Annette Watson Parmelee (April 7, 1865 - August 1, 1924) was an active suffragist from Vermont. She was involved with legislative issues relating to women's suffrage and the temperance movement. Parmelee was known as the "Suffragette Hornet" in her home state.

== Biography ==
Annette Watson was born in Washington, Vermont to Jefferson and Carrie Watson in April 7, 1865. Her parents were farmers and ensured that she received a good education and "religious training." She studied teaching at Goddard Seminary in Barre, Vermont. After teaching for a few years, she went on to train as a nurse at the Mary Fletcher Hospital in Burlington, Vermont. She graduated from the nursing training program in 1885.
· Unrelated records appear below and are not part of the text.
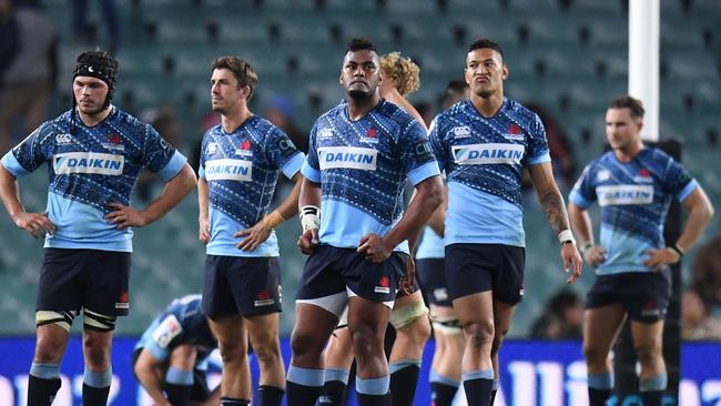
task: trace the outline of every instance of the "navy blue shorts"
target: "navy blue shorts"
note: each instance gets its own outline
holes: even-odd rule
[[[133,351],[133,375],[138,379],[135,374],[135,364],[142,353],[143,348],[135,348]],[[138,379],[140,383],[140,379]],[[207,375],[205,369],[193,368],[193,389],[191,392],[191,400],[203,403],[211,398],[211,389],[207,387]]]
[[[428,303],[450,307],[445,263],[444,258],[416,260],[416,278]]]
[[[394,252],[384,262],[370,262],[356,248],[318,245],[303,270],[297,300],[314,300],[346,292],[375,303],[393,302],[406,274],[408,255]]]
[[[88,308],[108,317],[126,316],[129,280],[130,253],[45,248],[35,311]]]
[[[524,298],[526,250],[504,244],[446,245],[448,297],[492,291],[494,300],[517,304]]]
[[[633,322],[653,324],[666,316],[671,297],[671,275],[662,272],[624,272],[601,275],[586,296],[586,308],[620,304]]]
[[[281,303],[278,258],[207,255],[203,313],[210,318],[278,313]]]

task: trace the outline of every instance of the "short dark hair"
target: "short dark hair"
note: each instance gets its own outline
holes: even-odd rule
[[[631,116],[634,119],[643,119],[646,110],[643,109],[643,103],[636,99],[632,95],[622,95],[608,105],[609,109],[629,109]]]
[[[376,49],[376,45],[373,43],[373,41],[365,37],[352,38],[351,42],[348,42],[347,52],[356,51],[373,51],[375,53],[378,53],[378,50]]]
[[[500,54],[501,60],[504,59],[504,50],[500,49],[500,45],[487,38],[481,38],[471,42],[470,45],[468,45],[468,52],[485,48],[492,49],[494,51],[498,52],[498,54]]]
[[[251,92],[247,94],[247,100],[251,100],[255,92],[255,85],[257,84],[257,73],[255,73],[255,69],[248,62],[234,55],[220,57],[213,61],[212,70],[216,69],[227,69],[233,72],[235,80],[237,80],[238,89],[243,87],[251,88]]]

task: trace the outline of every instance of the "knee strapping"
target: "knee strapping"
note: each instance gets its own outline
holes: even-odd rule
[[[74,311],[38,311],[35,312],[35,327],[55,324],[64,331],[70,332],[70,327],[77,315],[78,312]]]
[[[430,319],[433,322],[433,328],[443,335],[456,335],[463,334],[464,332],[460,321],[455,316],[431,316]]]
[[[110,317],[89,309],[83,311],[83,327],[95,332],[112,332],[115,329],[115,317]]]

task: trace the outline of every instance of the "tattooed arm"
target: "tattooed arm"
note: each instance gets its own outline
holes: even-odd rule
[[[538,200],[544,207],[546,219],[551,224],[554,232],[558,235],[566,230],[570,230],[568,213],[566,212],[561,192],[558,190],[558,185],[556,185],[556,181],[554,180],[551,163],[544,162],[530,165],[528,166],[528,173],[530,173],[536,193],[538,193]],[[562,244],[561,258],[563,260],[566,272],[569,272],[569,270],[573,271],[568,280],[566,280],[566,283],[576,282],[581,275],[582,264],[581,255],[578,253],[576,244]]]

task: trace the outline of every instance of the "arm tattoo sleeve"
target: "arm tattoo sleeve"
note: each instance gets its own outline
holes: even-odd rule
[[[558,191],[549,191],[544,194],[540,197],[540,203],[544,207],[544,213],[546,213],[546,219],[548,219],[556,234],[569,229],[563,197]]]

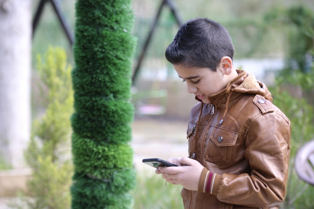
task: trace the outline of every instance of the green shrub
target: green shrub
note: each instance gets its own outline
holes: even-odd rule
[[[48,106],[42,118],[35,120],[25,152],[33,170],[28,182],[34,209],[70,208],[70,186],[73,172],[71,160],[70,117],[73,113],[71,67],[60,48],[50,47],[38,57],[37,69],[43,86],[41,97]]]
[[[312,69],[313,70],[314,69]],[[312,80],[309,80],[308,74],[295,72],[284,79],[276,80],[275,87],[270,88],[274,97],[273,103],[278,106],[291,121],[291,136],[289,178],[287,195],[281,206],[284,209],[309,208],[314,207],[314,203],[310,199],[314,196],[314,187],[302,181],[295,173],[294,158],[298,149],[306,142],[314,139],[314,113],[313,106],[308,104],[306,98],[295,97],[287,90],[287,85],[294,89],[299,88],[301,91],[308,89]],[[305,82],[304,81],[307,81]],[[301,97],[303,96],[302,94]]]
[[[129,208],[135,187],[130,123],[135,39],[130,0],[76,4],[72,208]]]

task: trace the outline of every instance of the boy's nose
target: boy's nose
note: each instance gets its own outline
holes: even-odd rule
[[[195,87],[193,84],[187,83],[188,86],[188,92],[190,94],[193,94],[197,91],[197,88]]]

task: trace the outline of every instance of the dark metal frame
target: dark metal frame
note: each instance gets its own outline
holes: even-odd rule
[[[58,16],[59,21],[61,24],[63,32],[66,35],[70,45],[72,46],[74,43],[74,39],[73,38],[73,33],[71,32],[71,31],[70,29],[70,27],[69,25],[65,21],[65,18],[62,15],[62,13],[61,12],[61,10],[59,5],[56,2],[56,1],[55,0],[40,1],[39,4],[38,4],[38,7],[37,7],[37,10],[36,10],[36,13],[35,13],[34,19],[33,20],[33,38],[34,38],[35,31],[36,30],[37,25],[38,25],[38,23],[39,22],[39,20],[40,20],[42,14],[43,13],[44,7],[46,5],[46,3],[48,2],[50,2],[52,5],[54,10],[55,11],[56,14]]]
[[[146,51],[148,47],[148,45],[150,43],[150,40],[151,40],[151,38],[152,37],[153,32],[155,31],[157,24],[158,24],[158,22],[159,21],[159,19],[160,18],[163,8],[164,7],[167,6],[170,8],[171,13],[175,17],[178,25],[180,26],[183,23],[181,18],[179,17],[178,13],[177,12],[177,10],[176,10],[176,8],[175,8],[174,4],[172,3],[172,0],[163,0],[162,4],[159,7],[158,11],[157,12],[157,14],[156,14],[156,16],[155,17],[153,22],[152,22],[151,28],[150,28],[149,32],[148,33],[148,34],[147,35],[147,36],[146,38],[145,43],[143,46],[143,48],[142,49],[139,57],[137,59],[137,64],[136,64],[136,66],[134,69],[133,76],[132,77],[132,83],[133,85],[137,78],[137,77],[138,76],[138,73],[139,72],[139,70],[140,69],[142,62],[144,58],[145,52],[146,52]]]
[[[58,16],[59,22],[61,24],[61,26],[62,27],[62,29],[63,30],[63,32],[65,34],[70,43],[70,45],[72,46],[74,43],[74,38],[73,33],[71,32],[71,30],[70,29],[70,27],[68,25],[67,22],[65,21],[65,18],[62,15],[62,13],[61,11],[60,8],[58,4],[57,4],[55,0],[41,0],[39,4],[38,4],[38,7],[37,7],[37,9],[36,10],[36,13],[35,13],[35,15],[34,16],[34,19],[33,20],[33,38],[34,38],[34,36],[37,28],[37,26],[38,25],[38,23],[40,20],[42,14],[43,13],[43,10],[44,9],[44,7],[46,5],[46,4],[48,2],[50,2],[53,7],[54,10],[56,13],[56,14]],[[154,19],[153,22],[152,23],[152,25],[151,25],[151,27],[150,30],[147,35],[147,36],[146,38],[145,43],[143,45],[143,48],[141,50],[140,54],[138,59],[137,59],[137,63],[136,66],[134,70],[134,72],[133,74],[133,76],[132,77],[132,83],[134,84],[135,83],[135,81],[137,78],[137,77],[138,75],[138,73],[139,72],[139,70],[140,69],[140,67],[142,64],[142,62],[143,59],[144,59],[144,56],[145,55],[145,53],[147,50],[147,49],[150,43],[151,38],[152,37],[152,35],[155,31],[156,27],[157,26],[157,24],[158,24],[158,22],[160,18],[161,14],[162,13],[162,11],[163,10],[163,8],[164,7],[168,6],[170,8],[171,11],[171,13],[174,15],[175,18],[176,19],[176,21],[177,21],[177,23],[178,25],[180,26],[182,24],[182,21],[181,18],[179,17],[177,10],[173,4],[172,0],[163,0],[162,3],[158,9],[157,12],[157,14],[156,14],[156,16]]]

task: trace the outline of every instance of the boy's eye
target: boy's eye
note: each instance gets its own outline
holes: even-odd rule
[[[201,79],[200,79],[200,80],[197,80],[197,81],[192,81],[192,80],[191,80],[191,81],[192,82],[192,83],[193,83],[193,84],[197,84],[198,82],[200,82],[200,80],[201,80]]]

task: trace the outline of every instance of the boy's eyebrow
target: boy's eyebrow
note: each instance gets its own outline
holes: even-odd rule
[[[197,78],[200,77],[200,76],[191,76],[189,77],[188,78],[183,78],[181,77],[180,77],[180,76],[179,76],[179,78],[182,78],[182,79],[185,79],[185,80],[190,80],[190,79],[194,79],[195,78]]]

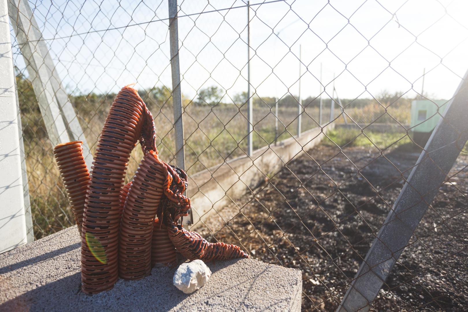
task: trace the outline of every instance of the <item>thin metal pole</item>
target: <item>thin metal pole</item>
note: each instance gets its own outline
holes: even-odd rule
[[[275,97],[275,145],[278,139],[278,99]]]
[[[250,90],[250,1],[247,1],[247,154],[250,156],[253,152],[252,146],[252,134],[253,132],[253,122],[252,121],[253,111],[252,109],[252,99]]]
[[[320,107],[319,109],[319,125],[322,126],[322,63],[320,63]]]
[[[338,100],[338,105],[340,106],[340,108],[341,109],[341,115],[343,116],[343,119],[344,120],[344,124],[348,124],[348,119],[346,118],[346,115],[344,114],[344,109],[343,108],[343,105],[341,104],[341,100],[340,100],[340,96],[338,95],[338,91],[336,89],[333,87],[333,91],[336,94],[336,99]]]
[[[298,99],[298,105],[297,105],[297,137],[298,138],[300,138],[300,132],[301,132],[301,126],[302,126],[302,103],[301,103],[300,99],[300,76],[301,76],[301,62],[302,62],[301,55],[302,52],[302,49],[300,44],[299,45],[299,94],[298,96],[299,98]]]
[[[169,0],[169,40],[171,50],[172,75],[172,109],[174,116],[176,137],[176,163],[185,170],[183,147],[183,121],[182,97],[180,92],[180,69],[179,67],[179,34],[177,29],[177,0]]]
[[[333,121],[335,116],[335,73],[333,73],[333,91],[331,93],[331,102],[330,103],[330,122]]]
[[[426,76],[426,68],[423,71],[423,86],[421,88],[421,97],[424,97],[424,77]]]
[[[468,140],[468,71],[447,104],[337,311],[367,311]]]

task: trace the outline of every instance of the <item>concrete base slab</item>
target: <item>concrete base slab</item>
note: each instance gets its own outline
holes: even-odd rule
[[[300,310],[300,271],[250,259],[207,263],[211,278],[190,295],[172,285],[176,269],[166,268],[85,295],[80,246],[74,226],[0,255],[0,311]]]

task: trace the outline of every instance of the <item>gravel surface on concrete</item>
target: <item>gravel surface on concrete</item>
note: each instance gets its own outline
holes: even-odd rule
[[[72,227],[0,255],[0,311],[300,310],[301,272],[251,259],[207,263],[211,278],[190,295],[173,285],[176,268],[166,268],[85,295],[80,288],[79,240]]]

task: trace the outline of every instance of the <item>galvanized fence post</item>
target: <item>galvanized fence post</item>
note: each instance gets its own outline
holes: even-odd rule
[[[319,108],[319,126],[322,126],[322,106],[323,106],[322,98],[322,94],[323,93],[322,91],[322,63],[320,63],[320,107]]]
[[[31,200],[29,196],[29,185],[28,184],[28,171],[26,170],[26,160],[24,157],[24,142],[23,140],[22,126],[21,124],[21,114],[20,102],[18,98],[18,88],[16,79],[15,82],[15,95],[18,114],[18,136],[20,143],[20,157],[21,159],[21,176],[23,182],[23,197],[24,200],[24,221],[26,226],[26,239],[28,243],[34,240],[34,230],[32,224],[32,213],[31,211]]]
[[[0,0],[0,254],[28,241],[7,0]]]
[[[251,156],[253,152],[253,110],[252,91],[250,90],[250,7],[247,1],[247,154]]]
[[[300,132],[301,132],[301,128],[302,127],[302,103],[301,103],[301,101],[300,99],[300,76],[301,76],[301,64],[302,62],[302,60],[301,59],[301,54],[302,54],[302,49],[301,48],[300,44],[299,45],[299,94],[298,96],[299,98],[298,99],[298,105],[297,105],[297,137],[300,138]]]
[[[367,311],[468,140],[468,71],[337,311]]]
[[[275,145],[278,140],[278,98],[275,97]]]
[[[171,53],[171,73],[172,77],[172,109],[174,116],[174,136],[176,139],[176,163],[185,170],[184,149],[183,118],[182,115],[182,96],[180,89],[180,67],[179,65],[179,30],[177,23],[177,0],[169,0],[169,40]],[[190,210],[190,224],[193,223]]]
[[[182,97],[180,90],[180,68],[179,66],[179,34],[177,29],[177,0],[169,0],[169,38],[171,50],[172,75],[172,108],[176,137],[176,161],[178,167],[185,170],[183,147],[183,118]]]
[[[20,0],[8,0],[8,8],[52,145],[82,141],[83,155],[90,170],[93,156],[89,145],[74,109],[61,86],[29,4]]]

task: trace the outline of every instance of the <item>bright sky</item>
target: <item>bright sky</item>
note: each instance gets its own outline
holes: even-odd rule
[[[247,88],[247,8],[197,14],[244,1],[209,2],[179,0],[181,87],[190,97],[213,85],[231,96]],[[139,88],[171,86],[167,0],[37,5],[39,28],[69,90],[116,92],[134,82]],[[424,91],[434,99],[449,98],[468,69],[467,13],[466,0],[252,6],[251,83],[261,96],[281,96],[288,89],[297,94],[300,45],[303,98],[319,93],[321,64],[326,90],[331,94],[335,75],[342,98],[370,97],[383,89],[414,96],[412,85],[421,92],[425,69]],[[127,25],[133,26],[88,33]],[[21,57],[16,63],[24,66]]]

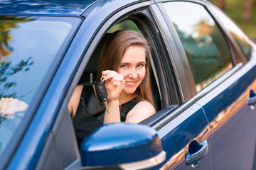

She married Edward J. Parmelee on December 25, 1889. After she was married, Parmelee stopped working as a nurse and became very involved with the local Methodist Episcopal Church in Enosburgh, Vermont. She became an active member of the Women's Home Missionary Society and the Woman's Christian Temperance Union (WCTU). She went on to advocate for women's suffrage through the WCTU, believing that the woman's vote would help advance the temperance cause.

In 1900, Parmelee attended the annual convention of the state suffrage association. Parmelee became the press secretary for this group, now known as the Vermont Equal Suffrage Association (VESA), in 1907. In 1908, Parmelee was able to show "that she had written every newspaper editor in the state and had received several replies." Parmelee was well-known for her literary wit throughout the state. Parmelee was very active in women's suffrage in the state between 1910 and 1911, when she sent out mail, circulars, and leaflets all over the state. She provided copies of the Women's Journal to relevant school and state libraries and created her own pamphlet about suffrage: Seventeen Reasons Why Women Should Vote.

As an advocate for women's suffrage, Parmelee became so well-known in the state legislature, that she was known as the "Suffragette Hornet" in the statehouse. Parmelee spoke in favor of the Municipal women's suffrage bill in 1908. She addressed the state assembly chamber in November of 1910. Parmelee was one of 460 women who demanded in August of 1920 that the Vermont governor, Percival W. Clement call a special session to ratify the Nineteenth Amendment to grant women the right to vote. After women earned the right to vote, she became active in the state chapter of the League of Women Voters.

Parmelee died on August 1, 1924 after a year's long illness. She was buried at Missisquoi Cemetery.